If you are interested in receiving updates on this and other outages, please subscribe to our RSS feed

January 20, 2008

On Demand Maintenance Completed

We have completed all of our maintenance to the On Demand service (previously mentioned here).  We have now upgraded all of our customers in our New York Data Center to our brand new database servers.   

All of our tests are passing, but should you have any problems accessing your FogBugz On Demand account, please contact our customer service team at 866-FOGCREEK and we'll tackle it right away.

January 19, 2008

On Demand Maintenance Reminder

Just a friendly reminder that FogBugz On Demand maintenance will begin in 15 minutes and end at 05:00 EST.  Please see this earlier notice for more details. I will post an update upon completion.

January 18, 2008

FogBugz On Demand Maintenance on January 20th, 2008, 00:01-05:00 EST

We will be taking down half of our FogBugz On Demand customers this weekend in order to migrate them to our shiny new database servers.  This will improve reliability and performance for a number of our customers, as well as improve our ability to handle larger loads.  An email was sent out to all customers who will be impacted, but to reiterate:

The outage will occur at approximately 00:01 EST on January 20th, 2008, and will end at 05:00 EST.  During this time, your FogBugz On Demand account will not be available for use.   

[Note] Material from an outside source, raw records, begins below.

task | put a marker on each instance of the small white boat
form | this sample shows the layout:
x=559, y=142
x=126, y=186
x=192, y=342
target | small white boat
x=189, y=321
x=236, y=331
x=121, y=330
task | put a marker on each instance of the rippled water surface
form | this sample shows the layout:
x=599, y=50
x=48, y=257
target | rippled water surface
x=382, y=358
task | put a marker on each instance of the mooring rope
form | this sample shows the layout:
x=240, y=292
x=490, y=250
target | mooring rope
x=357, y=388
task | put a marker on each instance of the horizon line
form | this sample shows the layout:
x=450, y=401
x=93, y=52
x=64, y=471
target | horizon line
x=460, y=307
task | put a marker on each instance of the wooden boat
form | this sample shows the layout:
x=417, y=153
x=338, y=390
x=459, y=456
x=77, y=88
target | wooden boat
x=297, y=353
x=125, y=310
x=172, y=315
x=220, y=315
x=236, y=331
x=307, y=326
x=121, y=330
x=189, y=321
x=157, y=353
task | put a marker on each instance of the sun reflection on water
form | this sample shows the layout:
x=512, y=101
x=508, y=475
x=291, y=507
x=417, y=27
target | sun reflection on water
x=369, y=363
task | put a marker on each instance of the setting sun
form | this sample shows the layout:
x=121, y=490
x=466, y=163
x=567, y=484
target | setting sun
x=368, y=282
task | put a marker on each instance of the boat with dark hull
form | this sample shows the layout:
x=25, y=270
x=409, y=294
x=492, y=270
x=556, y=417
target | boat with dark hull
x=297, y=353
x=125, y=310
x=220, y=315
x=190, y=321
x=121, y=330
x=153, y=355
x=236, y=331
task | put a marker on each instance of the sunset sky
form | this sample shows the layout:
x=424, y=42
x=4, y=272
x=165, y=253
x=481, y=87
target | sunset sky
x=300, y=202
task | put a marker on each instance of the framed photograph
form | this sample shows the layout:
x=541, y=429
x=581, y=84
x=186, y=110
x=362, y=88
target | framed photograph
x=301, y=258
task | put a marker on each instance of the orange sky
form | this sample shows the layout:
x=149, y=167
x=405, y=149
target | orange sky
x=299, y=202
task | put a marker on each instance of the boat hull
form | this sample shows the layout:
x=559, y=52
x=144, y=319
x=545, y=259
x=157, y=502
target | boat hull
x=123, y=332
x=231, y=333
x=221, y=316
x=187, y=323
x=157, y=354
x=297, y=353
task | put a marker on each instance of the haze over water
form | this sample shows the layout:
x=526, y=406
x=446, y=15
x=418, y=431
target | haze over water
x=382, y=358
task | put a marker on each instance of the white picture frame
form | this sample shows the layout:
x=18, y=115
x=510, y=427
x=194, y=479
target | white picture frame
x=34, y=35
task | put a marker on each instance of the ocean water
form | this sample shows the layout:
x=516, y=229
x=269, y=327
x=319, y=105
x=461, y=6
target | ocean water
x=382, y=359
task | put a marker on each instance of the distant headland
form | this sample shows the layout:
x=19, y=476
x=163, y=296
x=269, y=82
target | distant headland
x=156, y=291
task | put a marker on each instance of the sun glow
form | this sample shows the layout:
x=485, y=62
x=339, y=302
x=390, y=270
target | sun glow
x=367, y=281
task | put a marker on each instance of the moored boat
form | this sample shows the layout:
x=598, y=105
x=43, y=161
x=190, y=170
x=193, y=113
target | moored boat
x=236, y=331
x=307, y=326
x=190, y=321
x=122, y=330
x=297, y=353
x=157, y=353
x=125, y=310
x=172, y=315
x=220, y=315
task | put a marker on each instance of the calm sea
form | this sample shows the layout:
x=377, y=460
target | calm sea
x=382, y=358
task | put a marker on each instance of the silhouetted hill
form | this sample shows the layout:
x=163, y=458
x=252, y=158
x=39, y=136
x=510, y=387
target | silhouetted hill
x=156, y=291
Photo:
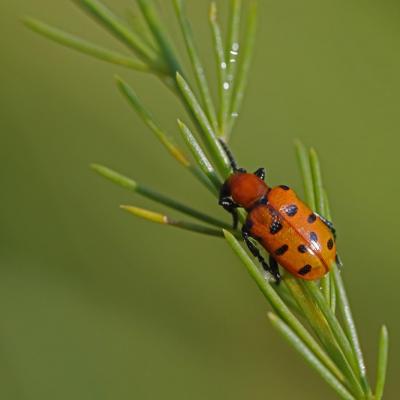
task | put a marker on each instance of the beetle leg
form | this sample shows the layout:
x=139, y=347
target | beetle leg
x=260, y=173
x=256, y=253
x=231, y=207
x=329, y=224
x=274, y=269
x=339, y=261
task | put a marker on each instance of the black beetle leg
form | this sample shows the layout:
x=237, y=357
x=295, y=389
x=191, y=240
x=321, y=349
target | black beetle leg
x=256, y=253
x=231, y=207
x=328, y=223
x=260, y=173
x=274, y=269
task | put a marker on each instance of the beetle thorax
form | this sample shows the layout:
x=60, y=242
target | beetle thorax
x=246, y=189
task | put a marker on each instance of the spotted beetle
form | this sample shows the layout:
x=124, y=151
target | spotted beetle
x=300, y=240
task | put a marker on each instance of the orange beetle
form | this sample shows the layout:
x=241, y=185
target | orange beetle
x=297, y=238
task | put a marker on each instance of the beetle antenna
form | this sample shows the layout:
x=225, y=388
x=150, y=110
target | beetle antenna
x=229, y=155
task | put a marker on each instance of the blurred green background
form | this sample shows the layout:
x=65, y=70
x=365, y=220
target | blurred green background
x=96, y=304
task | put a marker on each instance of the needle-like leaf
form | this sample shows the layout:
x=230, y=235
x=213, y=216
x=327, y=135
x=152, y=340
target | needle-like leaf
x=231, y=56
x=304, y=350
x=197, y=65
x=74, y=42
x=280, y=307
x=109, y=20
x=306, y=174
x=210, y=140
x=320, y=207
x=349, y=325
x=159, y=32
x=243, y=71
x=151, y=194
x=219, y=57
x=199, y=154
x=165, y=220
x=383, y=351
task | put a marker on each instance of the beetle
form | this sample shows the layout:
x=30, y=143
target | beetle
x=300, y=240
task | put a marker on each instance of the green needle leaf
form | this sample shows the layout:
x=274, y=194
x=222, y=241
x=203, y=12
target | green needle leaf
x=340, y=336
x=151, y=194
x=84, y=46
x=199, y=155
x=299, y=345
x=160, y=35
x=210, y=141
x=281, y=308
x=317, y=183
x=174, y=150
x=244, y=67
x=148, y=119
x=321, y=328
x=198, y=69
x=165, y=220
x=219, y=56
x=382, y=362
x=321, y=210
x=302, y=158
x=349, y=325
x=103, y=15
x=231, y=57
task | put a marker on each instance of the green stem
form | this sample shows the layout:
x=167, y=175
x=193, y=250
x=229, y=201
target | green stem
x=197, y=66
x=136, y=187
x=83, y=46
x=382, y=362
x=103, y=15
x=243, y=69
x=350, y=327
x=294, y=340
x=210, y=140
x=281, y=308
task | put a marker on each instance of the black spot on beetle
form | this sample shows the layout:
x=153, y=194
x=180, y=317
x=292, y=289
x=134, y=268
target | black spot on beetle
x=249, y=224
x=275, y=227
x=282, y=250
x=263, y=200
x=313, y=237
x=302, y=248
x=305, y=270
x=311, y=218
x=291, y=210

If you are interested in receiving updates on this and other outages, please subscribe to our RSS feed

January 10, 2008

Analysis of this morning's outage

Post mortem of this morning's outage:

  1. Why? – Our link to Peer1 NY went down
  2. Why? – Our switch appears to have put the port in a failed state
  3. Why? – After some discussion with the Peer1 NOC, we speculate that it was quite possibly caused by an Ethernet speed / duplex mismatch
  4. Why? – The switch interface was set to auto-negotiate instead of being manually configured
  5. Why? – Our network administrator was fully aware of problems like this, and has been for many years.  But - we do not have a written standard and verification process for production switch configurations.

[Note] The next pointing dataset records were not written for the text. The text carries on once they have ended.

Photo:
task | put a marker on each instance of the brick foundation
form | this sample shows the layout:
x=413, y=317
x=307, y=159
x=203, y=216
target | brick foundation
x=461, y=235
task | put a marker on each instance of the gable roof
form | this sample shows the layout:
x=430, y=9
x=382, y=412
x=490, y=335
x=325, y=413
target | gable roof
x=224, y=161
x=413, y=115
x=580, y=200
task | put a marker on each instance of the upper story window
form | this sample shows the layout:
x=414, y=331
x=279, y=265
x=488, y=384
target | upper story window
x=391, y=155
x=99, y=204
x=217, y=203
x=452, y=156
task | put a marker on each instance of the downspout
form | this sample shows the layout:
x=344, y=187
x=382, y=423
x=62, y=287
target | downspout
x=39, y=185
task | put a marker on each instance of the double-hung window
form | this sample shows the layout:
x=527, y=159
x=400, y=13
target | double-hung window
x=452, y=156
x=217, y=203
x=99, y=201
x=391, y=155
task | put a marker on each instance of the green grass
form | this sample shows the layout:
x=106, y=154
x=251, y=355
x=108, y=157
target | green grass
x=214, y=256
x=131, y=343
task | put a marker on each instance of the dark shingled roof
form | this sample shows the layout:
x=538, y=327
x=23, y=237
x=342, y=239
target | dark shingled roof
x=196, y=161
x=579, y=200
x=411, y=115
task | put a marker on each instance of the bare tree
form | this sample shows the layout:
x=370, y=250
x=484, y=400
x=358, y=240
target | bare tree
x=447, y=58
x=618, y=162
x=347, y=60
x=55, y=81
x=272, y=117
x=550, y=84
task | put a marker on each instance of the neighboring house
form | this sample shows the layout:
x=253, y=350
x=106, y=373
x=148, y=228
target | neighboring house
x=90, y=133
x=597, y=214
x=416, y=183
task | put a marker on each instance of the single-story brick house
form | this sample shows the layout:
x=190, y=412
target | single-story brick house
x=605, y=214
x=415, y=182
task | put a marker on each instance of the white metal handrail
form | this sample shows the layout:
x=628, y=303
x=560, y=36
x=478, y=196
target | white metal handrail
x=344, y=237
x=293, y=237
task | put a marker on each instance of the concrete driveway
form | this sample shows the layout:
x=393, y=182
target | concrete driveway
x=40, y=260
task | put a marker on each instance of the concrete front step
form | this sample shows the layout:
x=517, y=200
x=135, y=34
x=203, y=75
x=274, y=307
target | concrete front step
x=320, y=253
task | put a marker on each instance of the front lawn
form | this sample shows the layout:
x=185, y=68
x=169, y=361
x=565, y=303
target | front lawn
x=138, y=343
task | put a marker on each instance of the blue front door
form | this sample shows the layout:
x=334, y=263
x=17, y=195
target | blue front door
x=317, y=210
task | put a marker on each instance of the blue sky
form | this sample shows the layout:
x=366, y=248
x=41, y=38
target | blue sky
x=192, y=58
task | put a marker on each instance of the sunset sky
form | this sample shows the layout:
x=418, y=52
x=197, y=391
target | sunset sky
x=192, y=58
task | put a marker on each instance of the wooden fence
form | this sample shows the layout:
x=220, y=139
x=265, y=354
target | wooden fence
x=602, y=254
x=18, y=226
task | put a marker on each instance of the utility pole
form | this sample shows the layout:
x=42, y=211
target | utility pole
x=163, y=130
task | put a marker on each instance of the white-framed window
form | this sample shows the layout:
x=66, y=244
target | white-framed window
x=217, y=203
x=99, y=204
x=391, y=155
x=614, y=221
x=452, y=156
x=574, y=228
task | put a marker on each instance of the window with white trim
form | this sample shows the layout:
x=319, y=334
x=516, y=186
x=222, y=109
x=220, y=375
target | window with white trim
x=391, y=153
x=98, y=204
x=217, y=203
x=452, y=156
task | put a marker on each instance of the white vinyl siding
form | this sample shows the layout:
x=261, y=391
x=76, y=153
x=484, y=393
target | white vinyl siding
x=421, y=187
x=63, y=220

Assuming that the third ‘why’ is correct, and it certainly is probable, then we have our root cause. Had we produced a written standard prior to deploying the switch and subsequently reviewed our work to match the standard, this outage would not have occurred. Or, it would occur once, and the standard would get updated as appropriate. Documentation is often thought of as an aid for when the sysadmin isn’t around or for other members of the operations team. It should be clear that it is much more than that.

There is irony in the fact that our system administrator spent the early part of this week drafting a small set of policies and standards for our environment. He now has one more to add to the list.

Now, we could surely take the 5 Whys even further and discover that we would be better off with an HA router / switch configuration, etc.  While I see that as fair, the above examination exposes a fundamental flaw in our approach to maintaining this environment which needs to be remedied before adding complexity.

New York data center outage

There was a full outage in our New York data center this morning. Things began flapping around 3:30 AM, and then settled down after 10 minutes and we saw no need to panic. At approx 5:00 AM, it happened again. We contacted Peer1, and they felt it must be connectivity and started investigating. Things came up around 5:30 AM, and Peer1 did not find anything. At approx 6:15 it happened again, but this time it was a full outage. Again, Peer1 could not detect anything wrong with the connection. Michael went down to the data center, verified that our router could not talk to the outside world, and then moved the Peer1 network connection from our switch directly to our router. This cleared everything up.

Reason suggests that there is either a configuration error on the switch as a whole or an issue with just that port. We see no reason to think that the problem is on Peer1’s end. We are still investigating.

Mitigating factors: This outage did not affect FogBugz customers using the Los Angeles data center. Because the outage occurred during the North American night, most North American customers would not have been affected.